Programing Craft: Intention vs Coolness

By Xah Lee. Date:

When you see a hash table, do you think “Ah, it's a flow control”?

in programing, we often do coolness.

Python doesn't have {switch, case, cond} construct. Someone asked about it on stackoverflow, and this is the most up-voted answer:

# -*- coding: utf-8 -*-
# python 3

# emulating “switch” statement in Python.
# works in both python 2 and 3

def f(x):
    return {
        "a": 1,
        "b": 2,
        }.get(x, 9)    # 9 is default if x not found

# test
y = "d"
print(f(y)) # 9

you use a hash table (aka dictionary) to emulate switch statement.

It is cool, but there is a problem: the intention of the programer isn't explicit. Instead, you have to engage your brain to figure out what it's supposed to do.

here's a simpler, more verbose, version, but the programer intention is clear, and much easier to understand.

# -*- coding: utf-8 -*-
# python 3

# multiple if statement, similar to “switch” conditional

def f(x):
    if x == "a": return 1
    if x == "b": return 2
    return 9

y = 2


Note: if you have huge number of items, of course, use a hash table. However, hash table isn't a switch statement. You are no longer emulating switch statement. You are, doing hash table for whatever hash table is designed for.

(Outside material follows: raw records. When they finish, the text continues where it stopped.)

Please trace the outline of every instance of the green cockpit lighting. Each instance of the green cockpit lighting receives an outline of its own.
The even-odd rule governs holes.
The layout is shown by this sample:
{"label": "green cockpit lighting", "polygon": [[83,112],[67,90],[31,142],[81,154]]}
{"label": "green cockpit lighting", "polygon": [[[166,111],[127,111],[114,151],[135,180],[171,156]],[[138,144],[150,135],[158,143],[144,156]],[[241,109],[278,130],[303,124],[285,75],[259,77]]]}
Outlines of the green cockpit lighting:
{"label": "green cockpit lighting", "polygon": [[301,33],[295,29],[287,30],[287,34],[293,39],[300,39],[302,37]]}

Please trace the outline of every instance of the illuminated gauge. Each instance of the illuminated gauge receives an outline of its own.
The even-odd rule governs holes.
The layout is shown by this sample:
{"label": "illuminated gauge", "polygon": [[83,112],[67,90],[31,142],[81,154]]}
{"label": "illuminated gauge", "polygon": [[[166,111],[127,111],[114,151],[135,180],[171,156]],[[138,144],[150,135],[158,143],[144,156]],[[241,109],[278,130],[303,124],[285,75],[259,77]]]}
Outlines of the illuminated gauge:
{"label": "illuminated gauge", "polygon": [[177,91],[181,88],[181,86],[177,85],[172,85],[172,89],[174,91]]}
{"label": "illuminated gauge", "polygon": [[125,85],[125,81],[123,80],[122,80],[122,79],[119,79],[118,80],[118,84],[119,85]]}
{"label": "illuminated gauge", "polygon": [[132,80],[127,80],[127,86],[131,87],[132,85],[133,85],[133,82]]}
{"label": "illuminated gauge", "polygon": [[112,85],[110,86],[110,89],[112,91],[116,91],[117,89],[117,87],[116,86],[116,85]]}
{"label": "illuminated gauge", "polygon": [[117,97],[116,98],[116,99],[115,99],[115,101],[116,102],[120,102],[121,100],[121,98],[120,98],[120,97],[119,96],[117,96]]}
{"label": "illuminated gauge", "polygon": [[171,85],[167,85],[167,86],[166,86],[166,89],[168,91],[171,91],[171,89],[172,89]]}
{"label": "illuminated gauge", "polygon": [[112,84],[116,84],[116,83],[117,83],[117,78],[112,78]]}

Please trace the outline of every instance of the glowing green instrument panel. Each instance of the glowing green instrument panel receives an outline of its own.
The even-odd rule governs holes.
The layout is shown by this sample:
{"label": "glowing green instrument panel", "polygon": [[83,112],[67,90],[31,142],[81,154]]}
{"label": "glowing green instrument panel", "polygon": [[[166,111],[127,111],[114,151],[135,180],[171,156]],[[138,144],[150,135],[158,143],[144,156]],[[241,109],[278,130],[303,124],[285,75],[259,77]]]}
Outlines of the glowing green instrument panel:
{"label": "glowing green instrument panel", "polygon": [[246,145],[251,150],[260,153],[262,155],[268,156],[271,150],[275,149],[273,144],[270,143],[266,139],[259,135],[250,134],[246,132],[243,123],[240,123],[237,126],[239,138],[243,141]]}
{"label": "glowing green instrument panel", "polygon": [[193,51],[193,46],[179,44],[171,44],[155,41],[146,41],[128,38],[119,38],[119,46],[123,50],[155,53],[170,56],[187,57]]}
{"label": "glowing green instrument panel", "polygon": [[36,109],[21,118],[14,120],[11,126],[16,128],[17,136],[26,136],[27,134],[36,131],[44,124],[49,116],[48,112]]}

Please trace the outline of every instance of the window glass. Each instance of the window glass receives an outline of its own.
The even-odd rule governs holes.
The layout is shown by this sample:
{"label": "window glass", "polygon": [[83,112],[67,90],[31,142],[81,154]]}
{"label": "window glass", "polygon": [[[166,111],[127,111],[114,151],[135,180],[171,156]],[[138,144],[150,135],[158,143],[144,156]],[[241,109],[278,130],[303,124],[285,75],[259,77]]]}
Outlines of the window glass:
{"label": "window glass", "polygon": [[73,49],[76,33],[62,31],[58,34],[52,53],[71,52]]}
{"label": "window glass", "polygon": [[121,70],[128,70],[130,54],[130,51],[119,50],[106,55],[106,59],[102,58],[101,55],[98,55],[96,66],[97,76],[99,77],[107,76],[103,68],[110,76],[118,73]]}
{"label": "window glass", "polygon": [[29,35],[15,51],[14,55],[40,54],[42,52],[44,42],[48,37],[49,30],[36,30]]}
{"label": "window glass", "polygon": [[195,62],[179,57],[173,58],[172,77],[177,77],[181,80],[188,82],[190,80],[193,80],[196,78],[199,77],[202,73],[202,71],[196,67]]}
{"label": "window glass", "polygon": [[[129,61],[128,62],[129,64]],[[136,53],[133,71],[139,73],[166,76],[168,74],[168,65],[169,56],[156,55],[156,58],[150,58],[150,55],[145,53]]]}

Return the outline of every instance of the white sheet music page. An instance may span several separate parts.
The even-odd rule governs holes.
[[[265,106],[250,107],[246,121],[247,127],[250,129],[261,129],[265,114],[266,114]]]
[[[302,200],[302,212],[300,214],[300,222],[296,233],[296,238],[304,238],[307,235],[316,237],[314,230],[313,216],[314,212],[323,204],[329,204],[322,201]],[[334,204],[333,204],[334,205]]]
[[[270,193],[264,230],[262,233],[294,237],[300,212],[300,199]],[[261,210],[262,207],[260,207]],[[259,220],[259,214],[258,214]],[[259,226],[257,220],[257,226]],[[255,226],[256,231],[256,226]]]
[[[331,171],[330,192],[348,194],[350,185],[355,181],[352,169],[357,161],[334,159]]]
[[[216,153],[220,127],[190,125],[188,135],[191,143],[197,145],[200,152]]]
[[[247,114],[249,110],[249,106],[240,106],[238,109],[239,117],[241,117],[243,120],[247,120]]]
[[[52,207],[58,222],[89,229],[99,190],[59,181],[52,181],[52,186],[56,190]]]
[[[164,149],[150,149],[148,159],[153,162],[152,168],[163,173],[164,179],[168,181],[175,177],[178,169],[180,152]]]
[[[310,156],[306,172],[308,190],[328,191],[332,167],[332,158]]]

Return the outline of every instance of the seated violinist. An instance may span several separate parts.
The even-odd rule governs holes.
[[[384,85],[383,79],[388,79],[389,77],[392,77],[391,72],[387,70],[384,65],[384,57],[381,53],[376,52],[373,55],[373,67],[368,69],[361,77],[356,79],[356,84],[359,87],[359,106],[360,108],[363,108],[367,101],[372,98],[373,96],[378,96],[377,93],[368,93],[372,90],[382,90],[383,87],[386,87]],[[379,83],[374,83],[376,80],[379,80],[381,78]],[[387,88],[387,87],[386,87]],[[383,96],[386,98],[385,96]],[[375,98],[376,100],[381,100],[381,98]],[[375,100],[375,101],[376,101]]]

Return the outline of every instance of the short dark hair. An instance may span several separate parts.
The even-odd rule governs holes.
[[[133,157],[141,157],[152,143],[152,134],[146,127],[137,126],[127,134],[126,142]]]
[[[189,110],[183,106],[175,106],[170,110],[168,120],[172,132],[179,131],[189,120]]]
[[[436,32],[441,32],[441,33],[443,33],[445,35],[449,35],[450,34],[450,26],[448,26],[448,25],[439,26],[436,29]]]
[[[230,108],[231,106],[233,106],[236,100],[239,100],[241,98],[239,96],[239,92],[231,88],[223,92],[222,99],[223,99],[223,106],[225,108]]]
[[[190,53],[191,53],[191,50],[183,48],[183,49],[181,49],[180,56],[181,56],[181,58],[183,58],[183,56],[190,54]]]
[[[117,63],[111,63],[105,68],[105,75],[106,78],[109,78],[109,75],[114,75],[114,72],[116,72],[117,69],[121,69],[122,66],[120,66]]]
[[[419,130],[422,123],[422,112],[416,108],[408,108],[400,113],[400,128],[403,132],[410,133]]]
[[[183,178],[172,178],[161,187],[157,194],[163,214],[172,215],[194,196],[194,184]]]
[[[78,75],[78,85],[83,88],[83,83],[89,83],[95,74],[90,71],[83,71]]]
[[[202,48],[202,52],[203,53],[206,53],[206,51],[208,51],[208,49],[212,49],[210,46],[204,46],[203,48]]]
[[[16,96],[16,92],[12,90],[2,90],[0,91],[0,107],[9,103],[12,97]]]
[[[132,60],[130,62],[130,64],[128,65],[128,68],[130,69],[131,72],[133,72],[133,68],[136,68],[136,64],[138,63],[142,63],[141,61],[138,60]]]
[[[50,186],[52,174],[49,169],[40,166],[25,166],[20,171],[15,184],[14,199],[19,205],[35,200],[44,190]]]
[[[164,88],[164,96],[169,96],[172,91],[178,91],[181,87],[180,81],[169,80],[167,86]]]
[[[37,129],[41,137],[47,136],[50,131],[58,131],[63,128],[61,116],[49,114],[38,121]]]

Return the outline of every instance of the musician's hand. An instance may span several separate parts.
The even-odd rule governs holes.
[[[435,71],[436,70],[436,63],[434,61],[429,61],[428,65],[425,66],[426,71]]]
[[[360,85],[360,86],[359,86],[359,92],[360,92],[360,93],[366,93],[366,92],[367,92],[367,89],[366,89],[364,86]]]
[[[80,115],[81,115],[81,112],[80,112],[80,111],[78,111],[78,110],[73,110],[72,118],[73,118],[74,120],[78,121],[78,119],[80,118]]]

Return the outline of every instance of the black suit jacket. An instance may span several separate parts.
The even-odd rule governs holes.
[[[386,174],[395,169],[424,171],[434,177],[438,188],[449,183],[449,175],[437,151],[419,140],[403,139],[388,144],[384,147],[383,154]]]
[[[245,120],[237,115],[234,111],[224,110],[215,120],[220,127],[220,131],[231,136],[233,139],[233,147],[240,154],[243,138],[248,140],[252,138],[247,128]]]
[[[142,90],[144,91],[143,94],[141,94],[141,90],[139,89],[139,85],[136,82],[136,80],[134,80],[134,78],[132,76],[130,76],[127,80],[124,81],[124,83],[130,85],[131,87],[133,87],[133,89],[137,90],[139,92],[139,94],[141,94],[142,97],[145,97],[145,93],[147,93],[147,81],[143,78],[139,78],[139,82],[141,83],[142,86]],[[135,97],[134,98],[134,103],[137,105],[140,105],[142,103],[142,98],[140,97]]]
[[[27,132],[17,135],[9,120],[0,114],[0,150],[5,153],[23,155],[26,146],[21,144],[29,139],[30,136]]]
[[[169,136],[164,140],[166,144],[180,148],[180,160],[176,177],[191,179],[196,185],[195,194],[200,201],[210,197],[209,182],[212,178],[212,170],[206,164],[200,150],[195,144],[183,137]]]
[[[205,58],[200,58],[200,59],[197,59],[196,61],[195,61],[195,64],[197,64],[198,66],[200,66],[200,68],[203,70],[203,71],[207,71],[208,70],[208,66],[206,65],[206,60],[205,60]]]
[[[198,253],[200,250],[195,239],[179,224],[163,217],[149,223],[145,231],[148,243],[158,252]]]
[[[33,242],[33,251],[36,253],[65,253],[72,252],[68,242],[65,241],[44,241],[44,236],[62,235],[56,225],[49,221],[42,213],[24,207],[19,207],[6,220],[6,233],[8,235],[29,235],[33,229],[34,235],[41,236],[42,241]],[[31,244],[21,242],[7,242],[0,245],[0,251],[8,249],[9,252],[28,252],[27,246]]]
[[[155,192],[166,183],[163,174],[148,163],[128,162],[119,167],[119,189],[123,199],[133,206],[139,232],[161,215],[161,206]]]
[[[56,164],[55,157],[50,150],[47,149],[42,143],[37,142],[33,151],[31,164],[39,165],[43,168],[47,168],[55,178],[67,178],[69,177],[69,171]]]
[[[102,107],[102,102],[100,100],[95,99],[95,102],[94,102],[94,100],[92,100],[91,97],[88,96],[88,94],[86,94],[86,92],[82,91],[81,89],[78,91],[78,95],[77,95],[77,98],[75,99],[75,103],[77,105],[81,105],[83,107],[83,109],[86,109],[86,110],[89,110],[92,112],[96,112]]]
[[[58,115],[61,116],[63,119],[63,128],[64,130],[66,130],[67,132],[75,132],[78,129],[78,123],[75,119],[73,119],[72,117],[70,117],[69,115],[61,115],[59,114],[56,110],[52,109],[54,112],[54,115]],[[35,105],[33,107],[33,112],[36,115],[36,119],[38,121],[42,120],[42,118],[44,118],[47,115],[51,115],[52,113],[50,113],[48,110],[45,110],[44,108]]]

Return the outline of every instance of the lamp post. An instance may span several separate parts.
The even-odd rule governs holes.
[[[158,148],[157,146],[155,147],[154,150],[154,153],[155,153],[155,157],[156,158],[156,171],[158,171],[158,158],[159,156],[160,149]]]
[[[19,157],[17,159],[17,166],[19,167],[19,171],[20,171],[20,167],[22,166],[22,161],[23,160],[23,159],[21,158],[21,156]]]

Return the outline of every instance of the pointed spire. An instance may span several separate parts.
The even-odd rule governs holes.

Unix Shell Use of Logical Operator as Flow Control

Another example is to use logical operators for program flow control. This is most abused in unix shell, and in fact is a idiom. Here's some example from Ubuntu Linux /etc/init.d/bootlogd:

[ -x "$DAEMON" ] || exit 0
[ "$VERBOSE" != no ] && log_end_msg $ES

They are used for flow control.

It works by a implementation quirk on evaluating boolean expressions. For example, if you have x1 || x2 || x3 || x4, as soon as “x1” is true, you don't need to evaluate the rest anymore. Similarly, if you have x1 && x2 && x3 && x4, if x1 is false, the whole result is false, no need to go on.